Anywho, we went to a yearly hacking and security conference. It was equally insane and awesome! There were butt loads of incredibly smart people attending this conference. Even though I’m a little shy around huge groups of people (until a beer or two gets inside of me) I had a wonderful time and enjoyed learning from a great group of people.
So what did we do while we weren’t at the conference? Eat, sleep and drink. For some reason, I like to sleep a lot while I’m on vacation. And the three hour time difference really got to me. But I adjusted quickly. By Thursday night, Ken and I were up LATE. We walked to a few places and then came back to our hotel for dinner. It was 2am before we knew it, which was 5am “normal” time. What?!
It’s true. I usually go to bed by midnight on the weekends. We typically watch TV Friday and Saturday nights and TV watching makes me one tired gal.
We only went to the Vegas Strip once.
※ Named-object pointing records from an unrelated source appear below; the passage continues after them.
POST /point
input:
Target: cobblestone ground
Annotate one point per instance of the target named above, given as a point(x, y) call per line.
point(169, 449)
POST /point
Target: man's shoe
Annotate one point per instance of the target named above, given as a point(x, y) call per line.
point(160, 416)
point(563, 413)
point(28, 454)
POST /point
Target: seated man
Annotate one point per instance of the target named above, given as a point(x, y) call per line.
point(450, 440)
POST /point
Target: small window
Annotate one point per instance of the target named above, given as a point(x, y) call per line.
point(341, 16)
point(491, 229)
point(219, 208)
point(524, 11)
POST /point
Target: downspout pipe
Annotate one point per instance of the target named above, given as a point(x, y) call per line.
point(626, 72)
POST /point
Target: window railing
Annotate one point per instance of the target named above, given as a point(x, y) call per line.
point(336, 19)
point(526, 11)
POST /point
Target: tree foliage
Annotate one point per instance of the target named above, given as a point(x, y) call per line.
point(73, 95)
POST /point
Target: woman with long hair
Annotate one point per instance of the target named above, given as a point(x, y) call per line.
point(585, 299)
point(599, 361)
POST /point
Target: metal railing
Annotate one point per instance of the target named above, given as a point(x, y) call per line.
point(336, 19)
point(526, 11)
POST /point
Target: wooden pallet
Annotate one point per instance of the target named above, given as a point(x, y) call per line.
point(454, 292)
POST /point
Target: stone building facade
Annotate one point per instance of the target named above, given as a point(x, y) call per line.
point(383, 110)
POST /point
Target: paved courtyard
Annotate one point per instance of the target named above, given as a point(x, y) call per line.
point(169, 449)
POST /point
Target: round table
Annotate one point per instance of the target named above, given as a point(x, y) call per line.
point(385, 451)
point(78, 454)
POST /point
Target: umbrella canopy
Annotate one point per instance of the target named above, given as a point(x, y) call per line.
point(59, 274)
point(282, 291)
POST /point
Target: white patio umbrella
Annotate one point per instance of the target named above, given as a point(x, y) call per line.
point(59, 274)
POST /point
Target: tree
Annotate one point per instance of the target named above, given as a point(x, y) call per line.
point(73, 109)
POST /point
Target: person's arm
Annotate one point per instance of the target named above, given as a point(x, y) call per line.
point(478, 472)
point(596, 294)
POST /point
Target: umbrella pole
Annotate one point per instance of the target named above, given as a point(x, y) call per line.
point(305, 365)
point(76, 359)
Our hotel was a couple blocks west of the strip and there was a lot to eat, drink and participate in while there. However, it had been 12 years since I had visited the strip and I knew a lot had changed. I visited a few old time favs, the Bellagio and Paris. But I went to one of the new ones, Aria, and OMG, it was amazing! Modern. Clean. Breathtaking. We dined on the best pizza ever at Wolfgang Puck’s and then sipped on beers at Todd English P.U.B. If you’re a beer lover, Todd English P.U.B. is for you. Seriously, there were over 20 beers on tap. WIN!
What didn’t we do while in Vegas? Gamble. We are not gamblers. I don’t find any pleasure in throwing money away on chances. But we had fun watching other people gamble!
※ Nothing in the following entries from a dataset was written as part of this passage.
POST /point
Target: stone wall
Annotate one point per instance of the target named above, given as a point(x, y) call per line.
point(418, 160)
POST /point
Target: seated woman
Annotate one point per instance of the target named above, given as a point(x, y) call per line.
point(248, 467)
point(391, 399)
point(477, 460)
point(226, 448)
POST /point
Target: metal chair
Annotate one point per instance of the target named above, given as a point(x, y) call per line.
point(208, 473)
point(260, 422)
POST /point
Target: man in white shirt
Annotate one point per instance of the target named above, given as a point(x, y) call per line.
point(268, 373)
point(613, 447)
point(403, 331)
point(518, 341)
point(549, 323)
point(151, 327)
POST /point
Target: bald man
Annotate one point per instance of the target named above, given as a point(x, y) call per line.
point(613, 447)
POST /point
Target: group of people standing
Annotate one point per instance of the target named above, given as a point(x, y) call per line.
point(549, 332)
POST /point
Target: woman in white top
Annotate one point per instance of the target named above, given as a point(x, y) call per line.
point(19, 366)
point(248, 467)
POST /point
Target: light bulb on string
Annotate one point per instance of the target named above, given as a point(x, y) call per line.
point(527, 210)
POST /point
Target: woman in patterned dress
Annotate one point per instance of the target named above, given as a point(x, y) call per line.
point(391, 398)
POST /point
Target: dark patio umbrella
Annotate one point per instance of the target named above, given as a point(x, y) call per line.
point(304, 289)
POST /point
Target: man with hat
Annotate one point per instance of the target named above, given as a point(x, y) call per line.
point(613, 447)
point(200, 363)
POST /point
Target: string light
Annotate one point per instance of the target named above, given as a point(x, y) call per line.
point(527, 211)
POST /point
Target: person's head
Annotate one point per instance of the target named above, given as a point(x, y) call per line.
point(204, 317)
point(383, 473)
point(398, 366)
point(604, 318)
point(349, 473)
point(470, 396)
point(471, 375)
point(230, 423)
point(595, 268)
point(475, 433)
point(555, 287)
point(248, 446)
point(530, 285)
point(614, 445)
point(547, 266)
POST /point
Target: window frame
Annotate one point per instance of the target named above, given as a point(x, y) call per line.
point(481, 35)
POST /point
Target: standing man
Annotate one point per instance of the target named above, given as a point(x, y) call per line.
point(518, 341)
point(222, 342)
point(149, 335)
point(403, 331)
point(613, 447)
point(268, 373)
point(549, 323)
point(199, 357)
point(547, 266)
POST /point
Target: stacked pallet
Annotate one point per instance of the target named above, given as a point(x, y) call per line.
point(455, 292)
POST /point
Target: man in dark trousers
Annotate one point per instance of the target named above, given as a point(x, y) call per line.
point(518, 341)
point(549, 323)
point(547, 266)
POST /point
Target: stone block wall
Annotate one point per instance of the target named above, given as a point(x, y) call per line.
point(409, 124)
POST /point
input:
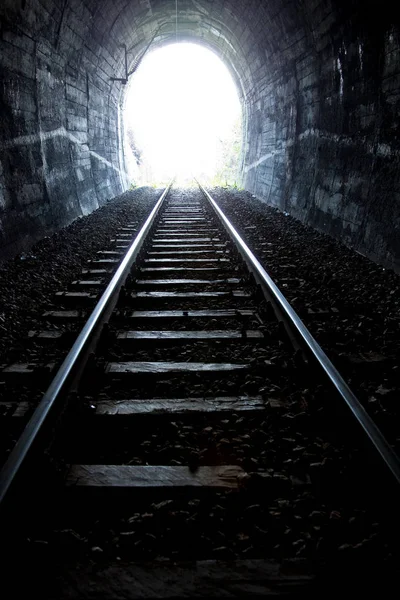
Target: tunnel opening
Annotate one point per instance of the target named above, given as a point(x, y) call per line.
point(182, 117)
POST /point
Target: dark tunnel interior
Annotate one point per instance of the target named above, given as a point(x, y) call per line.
point(319, 83)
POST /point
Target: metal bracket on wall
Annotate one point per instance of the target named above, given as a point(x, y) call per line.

Now as much as I enjoyed dining on a ton of great food, I was ready for a home cooked meal when we got back. But alas, I was too darn tired and lazy to cook so I ordered a couple of pizzas for us. However, I would have loved to taken a bite out of this Sweet Potato, Ham and Swiss Tart.
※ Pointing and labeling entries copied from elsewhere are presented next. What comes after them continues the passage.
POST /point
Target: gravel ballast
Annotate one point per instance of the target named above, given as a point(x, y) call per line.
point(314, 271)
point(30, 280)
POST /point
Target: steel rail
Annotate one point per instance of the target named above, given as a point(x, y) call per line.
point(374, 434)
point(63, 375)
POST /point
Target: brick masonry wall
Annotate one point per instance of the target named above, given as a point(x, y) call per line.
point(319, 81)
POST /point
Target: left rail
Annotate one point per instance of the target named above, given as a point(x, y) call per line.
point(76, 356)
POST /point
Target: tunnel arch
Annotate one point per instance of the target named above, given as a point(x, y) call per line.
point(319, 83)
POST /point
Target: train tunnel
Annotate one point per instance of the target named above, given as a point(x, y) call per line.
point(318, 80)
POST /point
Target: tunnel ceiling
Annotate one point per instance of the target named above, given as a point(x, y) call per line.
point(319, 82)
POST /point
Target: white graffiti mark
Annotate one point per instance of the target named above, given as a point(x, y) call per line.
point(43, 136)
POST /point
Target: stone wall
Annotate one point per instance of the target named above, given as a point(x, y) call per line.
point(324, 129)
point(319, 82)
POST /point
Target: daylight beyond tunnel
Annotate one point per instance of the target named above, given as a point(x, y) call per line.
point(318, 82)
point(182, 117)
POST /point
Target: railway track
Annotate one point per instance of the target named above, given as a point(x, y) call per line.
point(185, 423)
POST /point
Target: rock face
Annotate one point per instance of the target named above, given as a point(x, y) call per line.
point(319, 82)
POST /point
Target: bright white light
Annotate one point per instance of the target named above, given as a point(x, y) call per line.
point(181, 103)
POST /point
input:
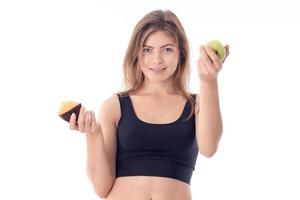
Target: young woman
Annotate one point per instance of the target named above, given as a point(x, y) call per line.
point(145, 141)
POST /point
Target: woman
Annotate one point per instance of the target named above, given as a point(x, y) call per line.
point(146, 140)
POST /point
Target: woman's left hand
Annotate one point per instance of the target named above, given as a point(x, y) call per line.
point(209, 64)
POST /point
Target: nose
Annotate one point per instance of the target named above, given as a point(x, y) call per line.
point(157, 58)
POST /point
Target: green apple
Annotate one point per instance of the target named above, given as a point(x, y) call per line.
point(218, 48)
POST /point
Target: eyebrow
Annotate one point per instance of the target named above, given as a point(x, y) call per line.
point(161, 46)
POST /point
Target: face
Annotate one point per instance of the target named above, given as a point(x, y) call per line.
point(159, 56)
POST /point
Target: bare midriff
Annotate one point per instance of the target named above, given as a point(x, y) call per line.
point(149, 188)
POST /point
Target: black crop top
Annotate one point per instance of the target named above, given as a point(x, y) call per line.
point(165, 150)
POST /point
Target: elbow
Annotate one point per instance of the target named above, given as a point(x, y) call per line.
point(208, 151)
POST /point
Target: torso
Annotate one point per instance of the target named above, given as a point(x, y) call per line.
point(150, 187)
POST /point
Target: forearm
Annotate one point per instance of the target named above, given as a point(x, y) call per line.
point(98, 168)
point(209, 119)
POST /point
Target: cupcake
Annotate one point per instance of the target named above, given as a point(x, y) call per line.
point(67, 108)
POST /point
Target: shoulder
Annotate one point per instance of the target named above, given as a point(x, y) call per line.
point(110, 108)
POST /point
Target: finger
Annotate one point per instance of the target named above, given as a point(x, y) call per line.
point(72, 121)
point(204, 55)
point(87, 122)
point(213, 57)
point(227, 49)
point(227, 52)
point(202, 67)
point(81, 119)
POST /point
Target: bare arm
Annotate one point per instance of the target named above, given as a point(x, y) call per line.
point(98, 168)
point(101, 144)
point(209, 124)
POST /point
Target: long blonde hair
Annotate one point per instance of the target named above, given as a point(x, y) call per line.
point(151, 22)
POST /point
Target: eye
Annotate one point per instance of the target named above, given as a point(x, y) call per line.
point(168, 50)
point(147, 50)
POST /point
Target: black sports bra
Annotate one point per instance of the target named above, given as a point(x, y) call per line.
point(165, 150)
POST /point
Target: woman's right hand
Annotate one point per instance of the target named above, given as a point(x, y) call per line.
point(86, 122)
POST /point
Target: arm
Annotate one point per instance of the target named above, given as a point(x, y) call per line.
point(209, 120)
point(209, 125)
point(98, 168)
point(101, 149)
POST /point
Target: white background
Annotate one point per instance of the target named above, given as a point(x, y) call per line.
point(58, 50)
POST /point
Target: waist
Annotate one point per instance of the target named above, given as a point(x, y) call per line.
point(154, 167)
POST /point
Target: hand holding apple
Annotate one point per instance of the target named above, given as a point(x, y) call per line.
point(212, 56)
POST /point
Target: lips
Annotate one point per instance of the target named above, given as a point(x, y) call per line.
point(157, 69)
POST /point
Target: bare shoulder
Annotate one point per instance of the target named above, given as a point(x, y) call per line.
point(110, 108)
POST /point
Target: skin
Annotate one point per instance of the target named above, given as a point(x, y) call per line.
point(164, 105)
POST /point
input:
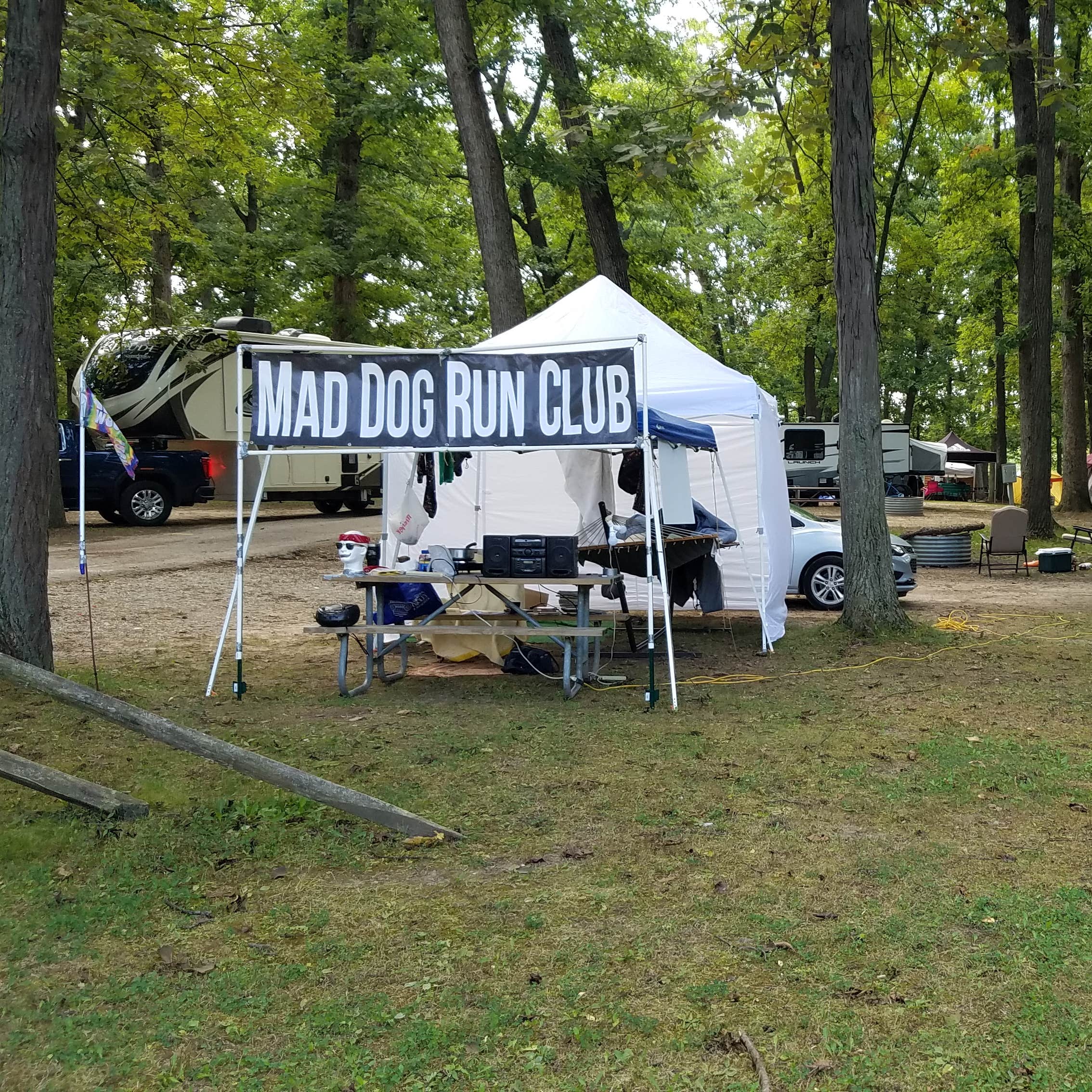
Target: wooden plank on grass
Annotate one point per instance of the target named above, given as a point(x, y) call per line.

I based the recipe for this tart off of a recipe that I found in the Williams Sonoma Baking Book. Their recipe called for gruyere cheese and regular white potatoes. I wanted to use sweet potatoes.I didn’t feel like waiting at the deli counter to pick up some gruyere so I opted for Swiss instead.
You could enjoy this tart for breakfast or dinner. I enjoyed it for both. I baked mine over the weekend and had it for dinner one night and breakfast for the following couple of days. It made for a good and easy breakfast to take along to work. Enjoy the recipe!
Sweet Potato, Ham and Swiss Tart
- 1 9 inch pie crust
- 1 small sweet potato, diced (approximately 1 C)
- ¾ C black forest ham, diced
- 1 tbsp butter
- ¼ C sweet onion, diced
- 1 tbsp fresh thyme, chopped
- ½ C half and half
- 1 large egg
- ¼ tsp kosher salt
- ¼ tsp ground black pepper
- ⅔ C shredded Swiss cheese
- Pinch of nutmeg
- 1 9 inch tart pan
- Preheat oven to 375
- Blind bake the pie crust for 10 minutes. Remove from the oven and set aside to cool.
- Bring a pot of water to a boil and cook the diced sweet potato until tender, about 10 minutes. But check it after about 5 to see how tender it is. You don't want the potatoes to be so mushy that they fall apart.
- In a skillet, melt the butter over medium heat. Add the onion and thyme and saute until the onion is tender, about 5 minutes. Add the cooked sweet potatoes and stir to coat. Remove from heat and mix in the ham. Pour into the bottom of the cooled crust and top with the Swiss cheese.
- Whisk together the half and half, egg, pepper, salt and nutmeg. Pour the mixture over the potato mixture and allow to spread out. Press down the mixture with a fork.
- Bake at 375 for 15 minutes. Cool for 15 minutes before serving.